SEE?? wasn't that easy to do?? Now you have fried rice cooked the Kimpura way.... Happy Cooking!!

Thursday, February 3, 2011


Here is another fun and easy dish you can do at home... If you’re a mushroom fan looking for foreign varieties, there are many options to consider. Among the popular ones are mushrooms from Japan. These are enoki mushrooms ( also known as Japanese golden straw mushrooms ) are mushrooms that are rolled in thinly sliced beef and grilled or cooked. You could also pan fry or bake these mushrooms. These are not seasonal and are available any time of the year..

All of my favourite Japanese restaurants in Manila serve this. Today I decided to make my own version using enoki mushrooms cooked Japanese style.


14 thin slices of beef ( as thin as the slices of beef used for sukiyaki )
1 package fresh enoki mushrooms ( you can get these in the supermarkets- vegetables section).
coarse salt


6 tbsp dashi ( recipe below )
2 1/2 tbsp mirin (Japanese rice wine)
2 tbsp soy sauce
1 tsp cornstarch

To make the dipping sauce:  

* Dissolve the cornstarch in the dashi.

* In a sauce pan over medium heat, bring the dashi and cornstarch, mirin, and soy sauce to a boil.  Then reduce the heat to maintain a gentle simmer.  Stir occasionally until you achieve the desired consistency (approximately 2 minutes).  It should be slightly thick when you remove it from the heat.  It will continue to thicken as it cools.  To adjust the thickness of the sauce to your taste, you can add more dashi if it’s too thick or you can simmer it further if it’s too thin.

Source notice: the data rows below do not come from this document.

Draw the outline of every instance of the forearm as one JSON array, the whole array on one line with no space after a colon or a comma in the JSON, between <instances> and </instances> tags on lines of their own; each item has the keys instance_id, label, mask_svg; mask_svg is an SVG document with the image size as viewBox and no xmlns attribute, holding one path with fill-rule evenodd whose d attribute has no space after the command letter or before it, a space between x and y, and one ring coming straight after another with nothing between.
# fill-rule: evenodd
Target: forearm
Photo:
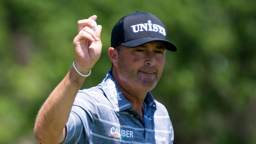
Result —
<instances>
[{"instance_id":1,"label":"forearm","mask_svg":"<svg viewBox=\"0 0 256 144\"><path fill-rule=\"evenodd\" d=\"M46 100L38 113L34 129L39 142L49 140L51 143L59 143L64 140L72 105L85 79L72 67Z\"/></svg>"}]
</instances>

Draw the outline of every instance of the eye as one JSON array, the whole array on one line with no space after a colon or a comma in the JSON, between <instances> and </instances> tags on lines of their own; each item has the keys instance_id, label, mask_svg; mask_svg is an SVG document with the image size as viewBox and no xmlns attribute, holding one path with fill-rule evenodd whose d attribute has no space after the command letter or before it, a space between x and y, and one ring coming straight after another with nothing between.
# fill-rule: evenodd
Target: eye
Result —
<instances>
[{"instance_id":1,"label":"eye","mask_svg":"<svg viewBox=\"0 0 256 144\"><path fill-rule=\"evenodd\" d=\"M156 53L161 54L164 53L162 51L155 51L155 52Z\"/></svg>"},{"instance_id":2,"label":"eye","mask_svg":"<svg viewBox=\"0 0 256 144\"><path fill-rule=\"evenodd\" d=\"M135 51L138 52L142 52L144 51L144 50L141 49L137 49L135 50Z\"/></svg>"}]
</instances>

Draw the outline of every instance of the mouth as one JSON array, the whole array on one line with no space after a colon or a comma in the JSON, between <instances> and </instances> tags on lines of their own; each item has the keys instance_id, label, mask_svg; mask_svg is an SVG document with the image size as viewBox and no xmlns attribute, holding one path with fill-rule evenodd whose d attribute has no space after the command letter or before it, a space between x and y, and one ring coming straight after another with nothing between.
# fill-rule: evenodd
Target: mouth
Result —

* Serve slightly warm or at room temperature.

After you have made your dipping sauce... set it aside and prepare your enoki and sliced beef.


* Cut off and discard the dark, clumpy roots of the enoki mushrooms leaving them about 2 to 3 inches tall.  Separate them into 14 bunches.

* Working with one slice of beef at a time, arrange the slice of beef so that it is flat on your work surface and that the length of it is running vertically towards you.

* Sprinkle a tiny bit of salt onto one side and place a bunch of enoki mushrooms on the end of the beef closest to you.

* Arrange the enoki mushrooms so that the caps will be sticking out of the beef roll.  Roll up the beef all the way around the enoki mushrooms tightly and set it aside, seam side down.  Repeat with the remaining beef and enoki mushrooms.

* You could cook these on a grill, in an oiled pan, or in the oven.  I used a frying pan over high heat to simulate a teppanyaki griddle.

* Grease your frying pan lightly with vegetable oil.

* Then place the rolls onto the griddle seam side down 2 inches apart.  Cook for 2 to 3 minutes per side until the meat is cooked through and carmelized.

* Place the rolls in your serving plate and drizzle with the sauce or serve the sauce on the side for dipping.